В саквояже были парижские духи для жены, полевой бинокль для сына, остальное – полдюжины рейнского вина в бутылках формы виноградной грозди. Плюс серебряное портмоне, полное колечек, брошек, ниток жемчуга, сережек – сверкающих камнями и камушками.
“Приданое Амалии”, как он объяснил, хотя и надел тут же что-то на пальцы и шею жены. Амалии он снял комнату, которую довольно быстро перевел на ее лицевой счет, а потом поменял на отдельную квартирку. Иногда он просил меня отнести ей записку, пакет, коробку шоколада, цветы, я воспринимал ее как существо из иных сфер и ослепительное, в прямом смысле этих слов, так что старался на нее не смотреть. Жена, всегда со мной приветливая и ласковая, говорила мне, трогательно, но всерьез жалуясь нежным голоском: “Не знаю, о чем он думает, мы не можем позволить себе содержать любовницу”.
Он носил шинель и сапоги, долго, лет десять – отнюдь не в память о войне, а потому что это было и элегантнее всего, что предлагалось в те годы даже комиссионками, не говоря уже о
Москвошвее, и необыкновенно ему, именно ему шло. В память о войне он мог, вечером перед рестораном или театром выйдя из ванной, дать мне потрогать ямку на плече и другую на бицепсе, покрытые темной тонкой шелковой кожей, следы ранений.

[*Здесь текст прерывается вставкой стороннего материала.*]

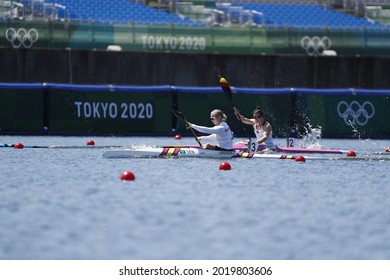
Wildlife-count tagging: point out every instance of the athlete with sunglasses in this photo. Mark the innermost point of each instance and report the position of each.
(220, 132)
(261, 127)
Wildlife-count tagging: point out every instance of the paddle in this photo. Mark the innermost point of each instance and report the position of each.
(181, 116)
(252, 146)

Потом надевал белую шелковую рубашку, галифе и китель, но уже не те, в которых вернулся с войны и не военторговские, а сшитые а-ля военные портным на заказ, потом шинель и сапоги и выходил на угол ловить такси. Когда они с Амалией шли под руку по улице, все подряд прохожие на них уставлялись и оборачивались вслед, явно теряясь в догадках, к какой их приписать категории граждан.
Я же, когда они попадались мне навстречу, за великолепием внешности видел еще и те пулевые отметины и воображал, а лучше сказать, был уверен, что и на ее теле должны быть какие-то секретные знаки, какой-нибудь шрам под сердцем, татуировка, таинственные следы прожитой жизни.

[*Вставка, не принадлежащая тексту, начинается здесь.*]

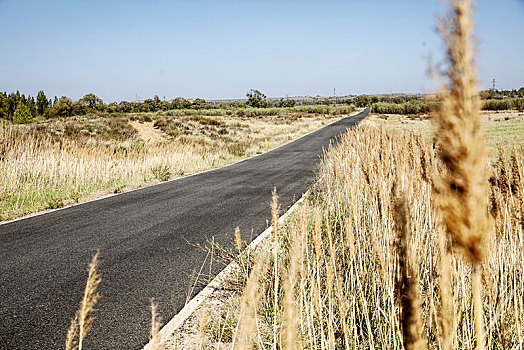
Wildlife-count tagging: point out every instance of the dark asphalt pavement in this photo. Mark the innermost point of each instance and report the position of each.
(143, 240)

В начале десятого класса я был им использован как начинающий поэт, а именно приглашен, чтобы написать прощальное письмо
Амалии. Он лежал на тахте и с напором говорил, что дает мне полную творческую свободу, при единственном условии, неотменимом и даже необсуждаемом, упоминания о лебединой песне. В письме должны быть слова: ты моя лебединая песня. Сын, при этом присутствовавший и дававший перед тем пошлые советы, сказал вдруг осмысленно и потому остроумно: “О, этот лебедь еще попоет!” Отец, закинув за голову руки с торчавшими в дыры домашней фуфайки локтями, отозвался довольным голосом: “Ки-но!”

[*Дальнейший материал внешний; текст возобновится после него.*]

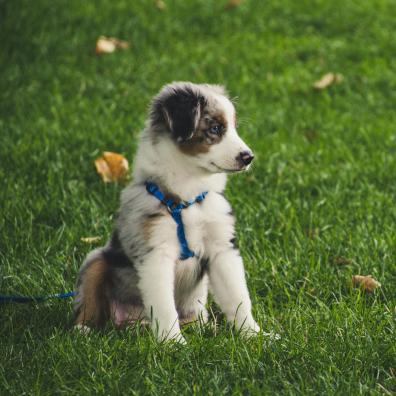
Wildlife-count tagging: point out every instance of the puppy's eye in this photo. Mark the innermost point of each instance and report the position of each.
(216, 129)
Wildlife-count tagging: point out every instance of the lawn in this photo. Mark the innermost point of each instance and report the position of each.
(318, 207)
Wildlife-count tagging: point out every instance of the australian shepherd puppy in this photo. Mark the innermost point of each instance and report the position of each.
(189, 145)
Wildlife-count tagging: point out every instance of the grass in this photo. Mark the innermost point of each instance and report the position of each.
(322, 191)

И еще пару раз, оценивая мои куртуазные софизмы, повторял:
“Ки-но!” Порывал он с прекрасной Амалией по причине нового ураганного романа с некой юной особой из Сибири, куда не сегодня-завтра улетал в очередную командировку. Была и вторая, гораздо более весомая причина разрыва, мы узнали о ней через две недели после отъезда: он должен был сесть в тюрьму, не мог не сесть – “за хищение государственного имущества в особо крупных размерах”, как говорила статья уголовного кодекса. В “ужасающе крупных”, как обронил он в разговоре, когда вышел на свободу.